The International Court of Justice (ICJ) at The Hague is to be asked to enact “provisional” measures that would ask Myanmar to stop deadly violence against the country’s Rohingya Muslim minority.
Gambia, which has lodged a case with the ICJ to implicate Myanmar in genocide against the community, will be urging the court to enable a restraining order against Myanmar before official hearings could begin.
The plea would be presented to the 16-member panel of judges at the tribunal, which serves as the United Nations’ inter-state arbitration mechanism, on December 10, Reuters reported on Friday. The hearings are expected to go underway next year.
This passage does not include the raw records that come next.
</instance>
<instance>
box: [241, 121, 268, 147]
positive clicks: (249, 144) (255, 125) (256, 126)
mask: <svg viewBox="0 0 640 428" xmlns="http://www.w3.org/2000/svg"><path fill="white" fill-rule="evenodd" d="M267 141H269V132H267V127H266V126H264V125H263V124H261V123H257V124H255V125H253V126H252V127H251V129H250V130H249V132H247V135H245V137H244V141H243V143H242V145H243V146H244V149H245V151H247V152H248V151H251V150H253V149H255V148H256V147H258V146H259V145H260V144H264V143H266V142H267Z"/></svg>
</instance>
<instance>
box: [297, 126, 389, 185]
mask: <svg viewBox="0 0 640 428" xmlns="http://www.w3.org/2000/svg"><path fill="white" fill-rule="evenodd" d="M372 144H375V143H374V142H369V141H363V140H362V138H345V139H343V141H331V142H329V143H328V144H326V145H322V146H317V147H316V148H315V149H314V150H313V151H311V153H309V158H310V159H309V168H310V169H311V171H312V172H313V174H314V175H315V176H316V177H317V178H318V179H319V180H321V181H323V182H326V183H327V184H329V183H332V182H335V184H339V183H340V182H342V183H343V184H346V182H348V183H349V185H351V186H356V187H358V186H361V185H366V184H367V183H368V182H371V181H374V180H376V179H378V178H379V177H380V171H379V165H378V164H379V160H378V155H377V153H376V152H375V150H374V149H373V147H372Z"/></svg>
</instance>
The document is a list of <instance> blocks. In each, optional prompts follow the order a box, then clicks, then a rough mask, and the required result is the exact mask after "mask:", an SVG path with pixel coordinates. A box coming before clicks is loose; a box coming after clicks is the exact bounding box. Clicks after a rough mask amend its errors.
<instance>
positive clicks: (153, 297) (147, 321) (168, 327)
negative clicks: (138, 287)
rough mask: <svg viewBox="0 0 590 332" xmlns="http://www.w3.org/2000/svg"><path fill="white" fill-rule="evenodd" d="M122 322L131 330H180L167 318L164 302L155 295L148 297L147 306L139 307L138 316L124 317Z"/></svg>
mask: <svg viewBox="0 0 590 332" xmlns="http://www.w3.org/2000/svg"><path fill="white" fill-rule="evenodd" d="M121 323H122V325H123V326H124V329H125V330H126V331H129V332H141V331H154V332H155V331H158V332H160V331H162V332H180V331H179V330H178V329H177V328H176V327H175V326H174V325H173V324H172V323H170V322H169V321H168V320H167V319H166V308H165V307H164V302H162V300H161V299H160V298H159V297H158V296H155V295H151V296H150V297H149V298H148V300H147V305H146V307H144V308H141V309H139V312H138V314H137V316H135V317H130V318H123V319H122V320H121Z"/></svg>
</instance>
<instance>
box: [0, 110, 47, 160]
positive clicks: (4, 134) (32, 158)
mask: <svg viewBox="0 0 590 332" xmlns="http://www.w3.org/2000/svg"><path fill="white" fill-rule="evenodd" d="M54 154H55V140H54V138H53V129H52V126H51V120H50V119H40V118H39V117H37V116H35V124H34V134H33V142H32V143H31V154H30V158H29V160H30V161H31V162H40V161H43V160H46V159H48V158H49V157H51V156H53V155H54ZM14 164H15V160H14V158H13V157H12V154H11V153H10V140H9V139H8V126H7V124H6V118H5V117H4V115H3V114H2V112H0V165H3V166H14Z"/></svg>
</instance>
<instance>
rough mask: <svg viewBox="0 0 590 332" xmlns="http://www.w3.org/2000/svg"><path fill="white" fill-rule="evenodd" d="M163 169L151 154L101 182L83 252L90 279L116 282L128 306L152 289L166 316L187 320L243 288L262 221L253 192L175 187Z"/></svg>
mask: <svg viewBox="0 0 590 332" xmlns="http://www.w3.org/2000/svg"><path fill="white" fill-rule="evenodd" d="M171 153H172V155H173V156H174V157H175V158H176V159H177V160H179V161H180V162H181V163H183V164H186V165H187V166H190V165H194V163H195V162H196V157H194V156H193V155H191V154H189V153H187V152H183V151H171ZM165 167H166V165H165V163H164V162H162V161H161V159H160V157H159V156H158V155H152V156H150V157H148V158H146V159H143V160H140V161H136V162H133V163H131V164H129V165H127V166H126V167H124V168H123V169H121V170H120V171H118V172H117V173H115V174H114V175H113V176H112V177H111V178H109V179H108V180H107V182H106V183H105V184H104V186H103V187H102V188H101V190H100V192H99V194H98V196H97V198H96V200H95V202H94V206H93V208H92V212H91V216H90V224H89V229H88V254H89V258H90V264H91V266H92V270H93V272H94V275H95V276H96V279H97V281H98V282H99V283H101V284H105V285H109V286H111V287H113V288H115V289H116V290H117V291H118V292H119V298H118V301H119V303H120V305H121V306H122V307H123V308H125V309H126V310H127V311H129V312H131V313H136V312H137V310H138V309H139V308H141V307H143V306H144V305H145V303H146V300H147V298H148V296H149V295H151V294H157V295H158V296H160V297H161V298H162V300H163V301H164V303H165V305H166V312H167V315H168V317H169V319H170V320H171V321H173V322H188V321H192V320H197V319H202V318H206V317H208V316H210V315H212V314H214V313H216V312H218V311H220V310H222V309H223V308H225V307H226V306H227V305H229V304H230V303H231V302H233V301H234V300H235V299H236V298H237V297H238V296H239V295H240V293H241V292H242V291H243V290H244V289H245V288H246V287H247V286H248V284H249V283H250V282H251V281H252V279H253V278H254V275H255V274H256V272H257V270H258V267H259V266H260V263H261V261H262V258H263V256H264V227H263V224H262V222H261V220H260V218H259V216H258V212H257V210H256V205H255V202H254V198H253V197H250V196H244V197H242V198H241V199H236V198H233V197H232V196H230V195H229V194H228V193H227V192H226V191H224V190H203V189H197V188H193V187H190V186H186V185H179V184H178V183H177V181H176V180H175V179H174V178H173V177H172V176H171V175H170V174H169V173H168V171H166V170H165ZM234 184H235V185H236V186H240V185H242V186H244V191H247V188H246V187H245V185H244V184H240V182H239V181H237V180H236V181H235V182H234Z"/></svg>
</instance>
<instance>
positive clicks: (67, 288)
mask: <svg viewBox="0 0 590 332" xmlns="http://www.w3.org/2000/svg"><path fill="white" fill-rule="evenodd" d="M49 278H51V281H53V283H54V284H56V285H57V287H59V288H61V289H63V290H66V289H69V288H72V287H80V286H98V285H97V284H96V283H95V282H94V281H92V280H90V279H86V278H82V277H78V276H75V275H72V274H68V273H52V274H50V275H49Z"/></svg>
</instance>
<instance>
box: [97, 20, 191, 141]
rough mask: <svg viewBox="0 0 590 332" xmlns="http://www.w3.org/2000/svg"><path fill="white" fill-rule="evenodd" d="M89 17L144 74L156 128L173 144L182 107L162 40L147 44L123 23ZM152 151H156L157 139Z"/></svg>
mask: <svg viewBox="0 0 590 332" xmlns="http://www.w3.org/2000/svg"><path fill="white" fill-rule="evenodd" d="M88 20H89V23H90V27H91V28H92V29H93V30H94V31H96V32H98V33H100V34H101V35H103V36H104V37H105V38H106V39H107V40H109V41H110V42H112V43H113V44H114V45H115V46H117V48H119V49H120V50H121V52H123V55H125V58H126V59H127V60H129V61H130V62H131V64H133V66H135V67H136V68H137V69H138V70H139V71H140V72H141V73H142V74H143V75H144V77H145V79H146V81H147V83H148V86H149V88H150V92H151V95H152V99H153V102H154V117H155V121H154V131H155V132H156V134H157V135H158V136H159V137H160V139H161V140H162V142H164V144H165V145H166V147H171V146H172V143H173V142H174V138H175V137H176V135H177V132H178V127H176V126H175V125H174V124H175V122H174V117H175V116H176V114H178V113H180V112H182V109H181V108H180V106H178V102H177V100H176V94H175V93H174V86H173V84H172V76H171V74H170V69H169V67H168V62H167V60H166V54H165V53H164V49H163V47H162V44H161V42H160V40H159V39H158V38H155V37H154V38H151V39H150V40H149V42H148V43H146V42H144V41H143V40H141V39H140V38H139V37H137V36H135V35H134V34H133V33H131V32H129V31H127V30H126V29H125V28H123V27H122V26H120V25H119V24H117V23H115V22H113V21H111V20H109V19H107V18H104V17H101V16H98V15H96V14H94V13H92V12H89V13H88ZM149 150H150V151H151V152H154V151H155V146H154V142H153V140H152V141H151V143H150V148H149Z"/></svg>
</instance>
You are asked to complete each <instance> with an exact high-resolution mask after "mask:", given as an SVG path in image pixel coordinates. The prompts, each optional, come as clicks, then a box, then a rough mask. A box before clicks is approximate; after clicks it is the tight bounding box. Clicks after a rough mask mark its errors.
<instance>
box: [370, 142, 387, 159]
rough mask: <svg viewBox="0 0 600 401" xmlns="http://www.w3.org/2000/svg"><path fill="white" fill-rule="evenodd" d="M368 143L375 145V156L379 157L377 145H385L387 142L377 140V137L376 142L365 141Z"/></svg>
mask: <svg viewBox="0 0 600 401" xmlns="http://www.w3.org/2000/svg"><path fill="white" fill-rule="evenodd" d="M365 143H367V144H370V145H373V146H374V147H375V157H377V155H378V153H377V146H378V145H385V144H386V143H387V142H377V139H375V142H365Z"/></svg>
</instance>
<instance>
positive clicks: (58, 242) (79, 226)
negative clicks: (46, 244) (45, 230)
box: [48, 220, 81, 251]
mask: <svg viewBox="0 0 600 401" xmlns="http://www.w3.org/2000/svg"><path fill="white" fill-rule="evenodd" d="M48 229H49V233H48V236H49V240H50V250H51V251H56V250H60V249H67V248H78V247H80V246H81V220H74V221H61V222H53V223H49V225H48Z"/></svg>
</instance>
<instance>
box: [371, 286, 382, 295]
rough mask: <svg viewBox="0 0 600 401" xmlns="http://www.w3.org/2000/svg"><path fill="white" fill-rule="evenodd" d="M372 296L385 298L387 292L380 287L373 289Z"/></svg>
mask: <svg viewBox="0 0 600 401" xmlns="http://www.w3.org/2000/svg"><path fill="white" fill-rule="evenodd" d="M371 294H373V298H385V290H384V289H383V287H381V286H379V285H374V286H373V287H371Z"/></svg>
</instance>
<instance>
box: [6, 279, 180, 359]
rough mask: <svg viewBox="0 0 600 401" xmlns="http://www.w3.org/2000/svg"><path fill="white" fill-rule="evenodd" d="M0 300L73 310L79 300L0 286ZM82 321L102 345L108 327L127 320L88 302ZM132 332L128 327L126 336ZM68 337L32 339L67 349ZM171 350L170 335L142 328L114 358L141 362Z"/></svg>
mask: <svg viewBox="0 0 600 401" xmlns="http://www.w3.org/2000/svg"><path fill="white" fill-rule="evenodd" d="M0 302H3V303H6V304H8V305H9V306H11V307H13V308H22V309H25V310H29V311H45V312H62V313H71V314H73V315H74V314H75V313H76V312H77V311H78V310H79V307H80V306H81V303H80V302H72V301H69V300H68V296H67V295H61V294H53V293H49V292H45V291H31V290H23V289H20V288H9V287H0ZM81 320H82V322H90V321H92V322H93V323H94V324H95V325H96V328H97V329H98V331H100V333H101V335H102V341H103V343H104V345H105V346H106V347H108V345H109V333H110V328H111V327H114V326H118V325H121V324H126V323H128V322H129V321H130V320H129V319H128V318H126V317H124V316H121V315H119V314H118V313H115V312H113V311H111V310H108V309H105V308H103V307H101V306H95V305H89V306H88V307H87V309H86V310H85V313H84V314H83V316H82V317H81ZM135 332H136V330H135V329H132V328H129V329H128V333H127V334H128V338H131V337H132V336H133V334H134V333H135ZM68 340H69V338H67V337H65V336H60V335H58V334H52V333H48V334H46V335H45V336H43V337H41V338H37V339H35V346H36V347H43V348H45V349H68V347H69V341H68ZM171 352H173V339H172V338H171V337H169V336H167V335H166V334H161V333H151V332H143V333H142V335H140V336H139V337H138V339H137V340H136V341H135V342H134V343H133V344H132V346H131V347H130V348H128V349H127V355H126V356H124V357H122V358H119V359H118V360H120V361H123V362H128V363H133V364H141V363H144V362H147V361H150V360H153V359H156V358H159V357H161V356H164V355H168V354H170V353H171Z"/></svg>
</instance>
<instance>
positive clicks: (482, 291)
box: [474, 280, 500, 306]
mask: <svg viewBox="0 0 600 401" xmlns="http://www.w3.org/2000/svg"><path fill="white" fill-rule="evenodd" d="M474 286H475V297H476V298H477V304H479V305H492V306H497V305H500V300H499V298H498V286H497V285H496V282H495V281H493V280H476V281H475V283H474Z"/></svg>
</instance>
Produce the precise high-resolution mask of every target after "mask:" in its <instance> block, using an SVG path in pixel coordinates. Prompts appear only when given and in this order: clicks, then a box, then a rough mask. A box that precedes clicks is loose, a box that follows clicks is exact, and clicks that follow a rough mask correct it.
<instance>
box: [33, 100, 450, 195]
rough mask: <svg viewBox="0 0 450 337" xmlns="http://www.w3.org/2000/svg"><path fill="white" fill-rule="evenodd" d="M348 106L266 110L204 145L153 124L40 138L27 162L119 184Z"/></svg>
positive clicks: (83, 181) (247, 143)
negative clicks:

Rohingya Muslims, recognized by the UN as the world’s most persecuted minority group, are denied Myanmarese citizenship as the country’s leadership brands them as illegal immigrants from neighboring Bangladesh, which, for its part, says they are from Myanmar.
A military crackdown that began in 2016 saw thousands of the Muslims being killed, injured, arbitrarily arrested, or raped by Myanmarese soldiers and Buddhist mobs.
After the initiation of the military campaign that the UN has said was perpetrated with “genocidal intent,” more than 730,000 members of the minority fled Myanmar’s northwestern state of Rakhine to Bangladesh. They have largely been camped in the country’s southern district of Cox’s Bazar in squalid conditions.
The office of Myanmar’s ruler Aung San Suu Kyi, meanwhile, said she would personally lead her country’s defense at the ICJ. Myanmar’s legal team is expected to argue that genocide did not occur, that the top UN court lacks jurisdiction, and that the case fails to meet a requirement that a dispute exists between Myanmar and Gambia.
Suu Kyi has come under heavy international criticism for her refusal to even condemn the widely-reported bloody violence targeting the Muslims.
“Our Rohingya communities are waiting for the resolution of ICJ. We hope that something will change after ICJ,” said Mohammed Nowkhim, a Rohingya refugee in Bangladesh.
“Our remaining villagers decided that we can’t stay any more. If we stay they will kill us. So we gathered in one place and started our journey to Bangladesh,” he told Reuters, describing why he and others had escaped Rakhine.
Commenting on the scale of the upcoming legal proceedings at the UN court, Richard Dicker, head of the international justice program at New York-based Human Rights Watch, said, “It’s difficult to overstate the importance of what is unfolding at the ICJ.” “The global significance lies in that this is the first time the Genocide Convention has been put to use in the way its framers intended,” he added.